Cependant une petite sueur froide s’empara de Berthier. « Je ne sais ce que j’ai, dit-il, je me sens à la glace. — Je le crois bien, dit le frère compagnon ? — Comment ? vous le croyez bien, dit Berthier : qu’entendez-vous par là ? — C’est que je suis gelé aussi, dit Coutu. — Je m’endors, dit Berthier. — Je n’en suis pas surpris, dit l’autre. — Pourquoi cela ? dit Berthier. — C’est que je m’endors aussi », dit le compagnon. Les voilà saisis tous deux d’une affection soporifique et léthargique, et en cet état ils s’arrêtèrent devant la porte des coches de Versailles[1].

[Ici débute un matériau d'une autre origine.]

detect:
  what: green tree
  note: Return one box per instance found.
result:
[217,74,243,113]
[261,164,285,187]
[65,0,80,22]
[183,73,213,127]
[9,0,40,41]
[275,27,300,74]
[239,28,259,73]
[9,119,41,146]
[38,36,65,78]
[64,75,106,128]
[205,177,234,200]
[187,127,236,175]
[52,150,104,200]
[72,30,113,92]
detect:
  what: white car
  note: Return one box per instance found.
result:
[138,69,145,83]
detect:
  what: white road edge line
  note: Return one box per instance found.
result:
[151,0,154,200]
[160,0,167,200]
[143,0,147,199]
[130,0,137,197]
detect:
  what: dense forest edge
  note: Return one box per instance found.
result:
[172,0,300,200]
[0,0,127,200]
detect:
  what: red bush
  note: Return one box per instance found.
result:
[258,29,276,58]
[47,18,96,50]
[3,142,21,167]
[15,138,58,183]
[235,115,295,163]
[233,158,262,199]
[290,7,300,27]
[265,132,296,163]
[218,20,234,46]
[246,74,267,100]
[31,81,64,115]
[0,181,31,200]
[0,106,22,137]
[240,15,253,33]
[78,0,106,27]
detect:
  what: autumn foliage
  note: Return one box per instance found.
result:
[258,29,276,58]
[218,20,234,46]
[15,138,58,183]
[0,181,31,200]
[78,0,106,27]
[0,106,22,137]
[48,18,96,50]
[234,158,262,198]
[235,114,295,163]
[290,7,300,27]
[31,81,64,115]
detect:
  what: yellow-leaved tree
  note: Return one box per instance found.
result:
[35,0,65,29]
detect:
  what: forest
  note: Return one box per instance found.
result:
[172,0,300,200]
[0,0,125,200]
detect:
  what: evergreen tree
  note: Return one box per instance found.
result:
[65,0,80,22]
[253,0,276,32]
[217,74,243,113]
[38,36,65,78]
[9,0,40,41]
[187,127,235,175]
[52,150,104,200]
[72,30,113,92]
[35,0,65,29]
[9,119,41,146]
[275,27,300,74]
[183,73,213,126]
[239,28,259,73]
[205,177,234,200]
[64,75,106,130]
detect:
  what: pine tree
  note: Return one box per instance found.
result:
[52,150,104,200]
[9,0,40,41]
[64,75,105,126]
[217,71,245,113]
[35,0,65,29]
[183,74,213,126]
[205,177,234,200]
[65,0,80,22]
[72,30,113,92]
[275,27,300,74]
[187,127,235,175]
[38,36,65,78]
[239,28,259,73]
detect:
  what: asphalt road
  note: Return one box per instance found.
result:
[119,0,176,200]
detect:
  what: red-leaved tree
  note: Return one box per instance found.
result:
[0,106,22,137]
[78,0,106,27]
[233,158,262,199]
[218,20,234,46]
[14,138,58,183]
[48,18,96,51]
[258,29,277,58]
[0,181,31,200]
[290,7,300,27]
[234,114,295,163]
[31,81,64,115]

L’art de Voltaire est fait de ces fines correspondances. On se tromperait en ne lui donnant que l’esprit, au sens français, le jeu des rapports imprévus d’idées : il a l’humour, cet esprit de l’imagination qui se joue des formes et des déformations de la réalité ; il a aussi une sorte d’esprit musical qui amuse l’oreille du caprice des entrelacements sonores.

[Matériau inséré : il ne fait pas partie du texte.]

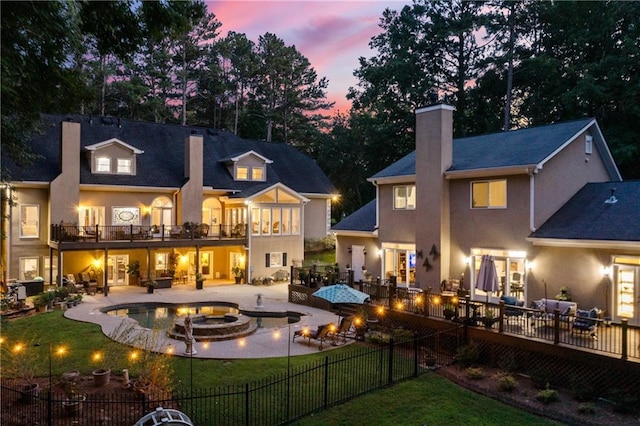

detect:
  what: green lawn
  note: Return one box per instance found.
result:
[1,311,553,425]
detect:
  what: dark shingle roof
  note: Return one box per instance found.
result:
[529,181,640,241]
[371,118,594,180]
[331,199,376,232]
[2,115,335,194]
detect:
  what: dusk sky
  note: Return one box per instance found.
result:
[207,0,411,112]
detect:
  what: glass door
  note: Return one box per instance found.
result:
[613,265,640,325]
[107,254,129,286]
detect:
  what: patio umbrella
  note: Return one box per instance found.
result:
[313,284,369,319]
[476,254,500,302]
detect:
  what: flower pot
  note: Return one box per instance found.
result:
[20,383,40,404]
[91,368,111,388]
[62,395,87,417]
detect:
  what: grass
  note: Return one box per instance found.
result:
[295,373,557,426]
[0,311,554,425]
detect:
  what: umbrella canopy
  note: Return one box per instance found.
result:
[476,254,500,300]
[313,284,369,304]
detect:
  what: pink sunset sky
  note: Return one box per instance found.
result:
[206,0,411,112]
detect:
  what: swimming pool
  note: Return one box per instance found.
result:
[101,302,304,341]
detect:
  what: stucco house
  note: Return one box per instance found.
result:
[2,115,335,292]
[332,105,640,325]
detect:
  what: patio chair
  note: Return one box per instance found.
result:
[571,308,598,340]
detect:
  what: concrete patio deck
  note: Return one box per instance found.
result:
[64,283,348,359]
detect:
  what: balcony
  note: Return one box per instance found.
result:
[50,223,247,249]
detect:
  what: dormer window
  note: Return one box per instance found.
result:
[584,135,593,154]
[96,157,111,173]
[251,167,265,181]
[220,151,273,182]
[118,158,132,175]
[236,166,249,180]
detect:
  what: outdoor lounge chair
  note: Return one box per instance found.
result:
[571,308,598,340]
[293,323,336,350]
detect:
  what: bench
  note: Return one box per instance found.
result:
[531,298,578,327]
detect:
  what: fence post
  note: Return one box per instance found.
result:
[620,318,629,360]
[324,356,329,409]
[47,390,53,426]
[413,331,418,377]
[244,383,249,426]
[387,336,393,385]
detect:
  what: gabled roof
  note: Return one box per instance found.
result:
[2,115,335,194]
[331,199,376,233]
[85,138,144,154]
[527,181,640,248]
[219,150,273,164]
[369,118,621,181]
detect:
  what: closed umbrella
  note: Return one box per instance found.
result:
[313,284,369,318]
[476,254,500,302]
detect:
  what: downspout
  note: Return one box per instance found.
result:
[529,167,538,232]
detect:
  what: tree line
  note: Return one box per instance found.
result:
[0,0,640,223]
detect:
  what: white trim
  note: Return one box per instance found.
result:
[526,237,640,250]
[85,138,144,154]
[367,174,416,185]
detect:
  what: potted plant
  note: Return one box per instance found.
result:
[442,303,456,320]
[482,309,496,328]
[127,260,140,285]
[231,265,244,284]
[196,272,204,290]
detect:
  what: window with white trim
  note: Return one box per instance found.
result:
[584,135,593,154]
[117,158,133,175]
[251,167,265,181]
[471,179,507,209]
[236,166,249,180]
[20,204,40,238]
[96,157,111,173]
[393,185,416,210]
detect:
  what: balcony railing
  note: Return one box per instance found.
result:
[51,224,247,243]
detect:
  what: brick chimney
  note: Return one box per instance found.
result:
[416,104,455,289]
[49,121,81,223]
[177,133,204,223]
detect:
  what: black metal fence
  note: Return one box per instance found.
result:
[0,326,462,426]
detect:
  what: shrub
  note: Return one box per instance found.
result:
[536,387,560,404]
[456,344,480,368]
[571,378,597,401]
[465,367,485,380]
[496,373,517,392]
[578,402,596,414]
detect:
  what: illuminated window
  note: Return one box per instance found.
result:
[251,167,264,181]
[236,166,249,180]
[96,157,111,173]
[118,158,132,175]
[20,204,40,238]
[471,180,507,209]
[393,185,416,210]
[584,135,593,154]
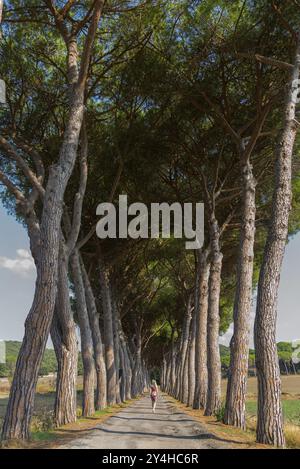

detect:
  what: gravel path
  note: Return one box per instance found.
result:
[59,397,232,449]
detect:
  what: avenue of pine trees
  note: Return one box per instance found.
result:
[0,0,300,446]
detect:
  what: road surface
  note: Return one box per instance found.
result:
[60,396,232,449]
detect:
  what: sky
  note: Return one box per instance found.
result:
[0,204,300,346]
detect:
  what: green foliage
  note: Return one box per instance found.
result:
[0,340,57,377]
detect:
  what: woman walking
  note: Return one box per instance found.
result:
[150,379,158,414]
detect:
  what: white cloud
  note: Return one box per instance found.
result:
[0,249,35,276]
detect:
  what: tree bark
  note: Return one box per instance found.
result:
[131,321,142,397]
[81,261,107,410]
[179,295,192,402]
[99,254,117,405]
[193,250,210,409]
[187,311,196,406]
[254,34,300,447]
[70,249,95,417]
[2,0,103,440]
[51,253,78,427]
[204,214,223,415]
[112,291,121,404]
[224,162,256,429]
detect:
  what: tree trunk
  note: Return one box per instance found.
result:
[224,162,256,429]
[187,311,196,406]
[81,262,107,410]
[2,1,103,440]
[120,330,132,401]
[51,252,78,427]
[99,257,117,405]
[51,312,78,427]
[131,321,142,397]
[112,292,121,404]
[193,250,210,409]
[70,249,95,417]
[204,215,223,415]
[179,295,192,402]
[254,35,300,446]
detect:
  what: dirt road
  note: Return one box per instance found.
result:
[60,397,236,449]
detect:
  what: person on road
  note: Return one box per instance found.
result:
[150,379,158,414]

Il y a pourtant chez Voltaire quelque chose de supérieur encore aux romans, dialogues et facéties : c’est sa correspondance. Elle rassemble et contient en soi tout le reste de l’œuvre, toute la biographie, tout le caractère, toutes les particularités d’humeur, toutes les idées littéraires, toutes les curiosités historiques et philosophiques, toutes les aspirations
- ↑ XXIV, 95.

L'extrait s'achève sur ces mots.